So if we consider an ideal type II superconductor the magnetization should look like this magnetization of type II superconductor

The Meissner state is to be found between $0$ and $H_{c1}$ and the superconductor works as an ideal diamagnet in this region. Between $H_{c1}$ and $H_{c2}$ is the mixed state where the vortices dominate the superconducting behaviour.

Now if we look at magnetization loops of real Type II superconductors then we see something like this magnetization loop of a real type II superconductor
(source: scielo.br)

[Braz. J. Phys. vol.32 no.3 São Paulo Sept. 2002]

After the first loop we dont see here any ideal diamagnetic curve anymore (like the one represented as a straight line in the first picture).

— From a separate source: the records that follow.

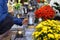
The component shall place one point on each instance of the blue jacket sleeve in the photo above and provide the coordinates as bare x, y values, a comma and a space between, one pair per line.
17, 21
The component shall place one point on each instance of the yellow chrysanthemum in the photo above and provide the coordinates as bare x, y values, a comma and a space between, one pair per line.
51, 36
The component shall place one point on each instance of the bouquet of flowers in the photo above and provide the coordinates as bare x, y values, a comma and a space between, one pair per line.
40, 1
47, 30
17, 5
45, 12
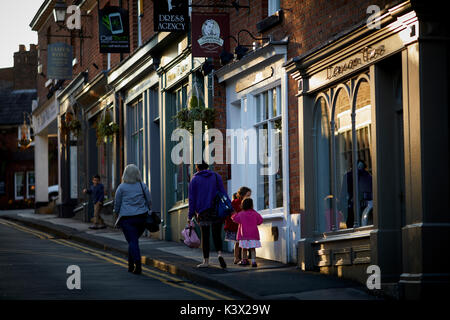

But is the Meissner state still located in the region between $0$ and $H_{c1}$ or is it even existing in real Type II superconductors (how they are found in reality)?


1 Answer 1


The brief answer: In the real magnetization curve only the straight section of the curve emerging from the axes' origin corresponds to the Meissner state. Everything else is a Shubnikov state containing vortices (magnetic flux).

Let me elaborate: The Meissner state describes the superconductor without magnetic flux (vortices). This state is achieved by cooling the sample in zero magnetic field and then increasing the field (remaining below Hc1). Above Hc1, vortices penetrate the sample. However due to the pinning of vortices on material defects, the magnetization curve usually differs from the ideal one in your first figure and becomes more rounded (second figure). This is well described by the Bean model Bean1962, Bean1964 of vortex pinning, see also Wikipedia entry. Once a real superconductor (with non-zero pinning) is placed in a field above Hc2, vortices are stuck in the material and the true Meissner state can not be recovered. This irreversibility is obviously manifested By the fact that the initial part of the magnetization curve can not be reached again by sweeping the magnetic field. To get back to a Meissner state the system has to be reinitialized, i.e., the system is heated to the normal state and cooled back to the superconducting state in zero field (or fields below Hc1).